Wind energy way to go
MAJOR ENERGY LEADERS are gung-ho about Government’s plan to achieve 29 per cent renewable energy generation within the next 20 years – a plan which, they say, is unlikely to be realized without wind power.
President of the Barbados Chamber of Commerce and Industry Andy Armstrong said while there was still a question mark over a consensus on wind farms because of limited land space, it would not be easy to generate a large amount of renewable energy without it.
“There’s still opposition to wind, often based on non-scientific reasons, but we still feel that wind has to be part of what we’re trying to do in Barbados. To reach this 29 per cent of our energy coming from renewables by 2029, the goal from the Ministry of Energy is to install 70 megawatts of renewable energy capacity, and it’s going to be difficult to install those without wind energy,” he told the packed workshop on the final day of the Caribbean Renewable Energy Forum (CREF) at Hilton Barbados.
He added, however, that one of Government’s other projects – waste-to-energy – would be a reality “fairly soon”, while the solar photovoltaic (PV) panels for roofs was also an area in which Government was committed to taking the lead and offering incentives, including a 50 per cent rebate on land tax for homeowners.
“It is not the future, it’s now. There are a lot of investment opportunities and there’s no question that everyone wants to see solar PV happen in Barbados,” said Armstrong.
Meanwhile, Solar Dynamics’ managing director James Husbands revealed that his 34-year-old company, which has made Barbados a world leader in solar energy technology, would be working in the photovoltaic arena with Guyanese company Farfan & Mendes, with which it has a relationship going back two decades.
“We’re going to reduce the learning curve by bringing them on board in a joint venture in Barbados,” he stated.
“The march to wider use of renewable energy in Barbados should not be based on how long it takes. Rather, we need to look at . . . the return on investment coupled with the guarantee of performance,” he said, noting that with just over 50 000 solar water heating installations in homes and industrial plants, the country had saved $1 billion up to the end of last year.
“We believe we have the opportunity to expand on that footprint in the Caribbean and North America . . . and based on what we have seen in Florida, we should be able to compete with the products there,” Husbands added.
Barbados National Oil Company Ltd’s (BNOCL) former general manager Ronald Hewitt said the replacement of 83 million barrels of oil used daily across the world won’t happen overnight as Barbados and most other countries sought to create green economies and less expensive ways of harnessing energy.
He urged Barbadians to “carefully design and build a bridge” to take Barbados from fossil fuel to renewable energy in a sustainable and reliable way that would make it available to everyone.
“Some 50 per cent of our imports go towards power generation, and some 33 per cent goes to transportation and industries.

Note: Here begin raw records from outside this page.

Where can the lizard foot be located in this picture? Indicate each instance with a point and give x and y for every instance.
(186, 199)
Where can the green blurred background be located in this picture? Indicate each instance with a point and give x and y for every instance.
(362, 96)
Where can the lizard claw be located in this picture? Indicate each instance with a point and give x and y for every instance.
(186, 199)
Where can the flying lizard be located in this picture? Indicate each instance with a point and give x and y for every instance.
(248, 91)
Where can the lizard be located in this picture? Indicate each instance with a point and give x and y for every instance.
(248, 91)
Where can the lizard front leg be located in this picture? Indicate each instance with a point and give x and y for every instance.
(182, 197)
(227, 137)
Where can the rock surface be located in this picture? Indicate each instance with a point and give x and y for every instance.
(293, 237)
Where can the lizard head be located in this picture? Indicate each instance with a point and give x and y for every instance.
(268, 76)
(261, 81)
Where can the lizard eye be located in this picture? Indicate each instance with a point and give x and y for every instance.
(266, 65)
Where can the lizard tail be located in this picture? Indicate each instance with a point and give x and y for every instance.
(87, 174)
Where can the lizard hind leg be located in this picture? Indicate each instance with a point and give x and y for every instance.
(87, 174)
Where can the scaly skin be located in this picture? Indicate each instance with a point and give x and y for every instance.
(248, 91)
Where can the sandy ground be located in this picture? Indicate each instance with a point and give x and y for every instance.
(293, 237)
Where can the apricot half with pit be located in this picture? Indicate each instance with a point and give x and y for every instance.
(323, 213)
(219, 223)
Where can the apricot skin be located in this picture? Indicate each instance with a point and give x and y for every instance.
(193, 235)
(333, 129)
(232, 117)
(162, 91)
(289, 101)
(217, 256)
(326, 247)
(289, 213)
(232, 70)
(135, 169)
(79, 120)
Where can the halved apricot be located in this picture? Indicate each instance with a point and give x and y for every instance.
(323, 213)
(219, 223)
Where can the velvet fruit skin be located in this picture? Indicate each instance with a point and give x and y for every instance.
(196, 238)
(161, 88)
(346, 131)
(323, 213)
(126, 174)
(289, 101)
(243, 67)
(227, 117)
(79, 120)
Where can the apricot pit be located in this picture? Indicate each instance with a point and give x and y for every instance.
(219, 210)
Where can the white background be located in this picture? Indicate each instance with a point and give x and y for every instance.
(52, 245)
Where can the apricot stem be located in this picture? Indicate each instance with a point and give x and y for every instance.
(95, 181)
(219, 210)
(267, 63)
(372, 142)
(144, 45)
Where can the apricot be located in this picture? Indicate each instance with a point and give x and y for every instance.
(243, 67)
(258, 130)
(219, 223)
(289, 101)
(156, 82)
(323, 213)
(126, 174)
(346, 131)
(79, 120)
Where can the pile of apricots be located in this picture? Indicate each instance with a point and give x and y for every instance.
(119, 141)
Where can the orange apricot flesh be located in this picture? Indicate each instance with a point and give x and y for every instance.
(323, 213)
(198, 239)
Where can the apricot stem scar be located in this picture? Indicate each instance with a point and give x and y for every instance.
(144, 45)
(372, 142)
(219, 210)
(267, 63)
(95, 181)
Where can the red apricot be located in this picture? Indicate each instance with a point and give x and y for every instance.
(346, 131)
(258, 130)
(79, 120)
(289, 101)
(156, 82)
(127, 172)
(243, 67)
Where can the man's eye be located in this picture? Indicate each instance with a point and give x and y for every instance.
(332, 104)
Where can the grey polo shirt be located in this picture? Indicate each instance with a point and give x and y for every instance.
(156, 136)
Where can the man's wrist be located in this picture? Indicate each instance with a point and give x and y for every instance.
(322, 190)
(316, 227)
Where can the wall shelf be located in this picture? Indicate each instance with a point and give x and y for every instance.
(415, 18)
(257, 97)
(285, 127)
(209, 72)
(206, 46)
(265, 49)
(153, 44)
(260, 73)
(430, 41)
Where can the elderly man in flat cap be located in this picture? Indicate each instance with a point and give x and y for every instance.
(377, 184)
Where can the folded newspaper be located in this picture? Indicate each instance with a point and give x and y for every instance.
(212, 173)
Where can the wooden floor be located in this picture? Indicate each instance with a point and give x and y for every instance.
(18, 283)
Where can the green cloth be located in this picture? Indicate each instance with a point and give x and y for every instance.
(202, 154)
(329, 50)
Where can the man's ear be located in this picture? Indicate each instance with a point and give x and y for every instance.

Our approach therefore must seek to look at the renewable sources that help us with these major cachets. Therefore, we are looking at solar, biofuels, biomass, wind and natural gas,” he told the workshop.
Hewitt said BNOCL had a mandate from Government to set out on a path to be a local, and possibly regional, leader in the change to renewable energy, and it had therefore created a renewable energy department and a PV maintenance facility while harvesting rainwater in 31-gallon tanks.
With a 28.48-kilowatt PV system installed eight months ago at the BRC Factory at Cane Garden, St Thomas, Williams Industries’ chief executive officer Ralph “Bizzy” Williams estimates a possible reduction of the cost of electricity to between 22 cents and 41 cents per kilowatt hour (KWh). One “best case” scenario resulted in a cost of 29 cents per KWh following a favourable finance cost of 3.2 per cent.
Williams, a veteran in the commercial use of wind power, also reiterated the call for battery powered vehicles which would drastically reduce emissions and be an alternative source of energy for residents while the cars were parked.
Government’s ideal, as articulated by Prime Minister Freundel Stuart, is to achieve renewable energy generation to provide 29 per cent of Barbados’ electricity consumption by 2029, thereby reducing electricity cost by more than $560 million.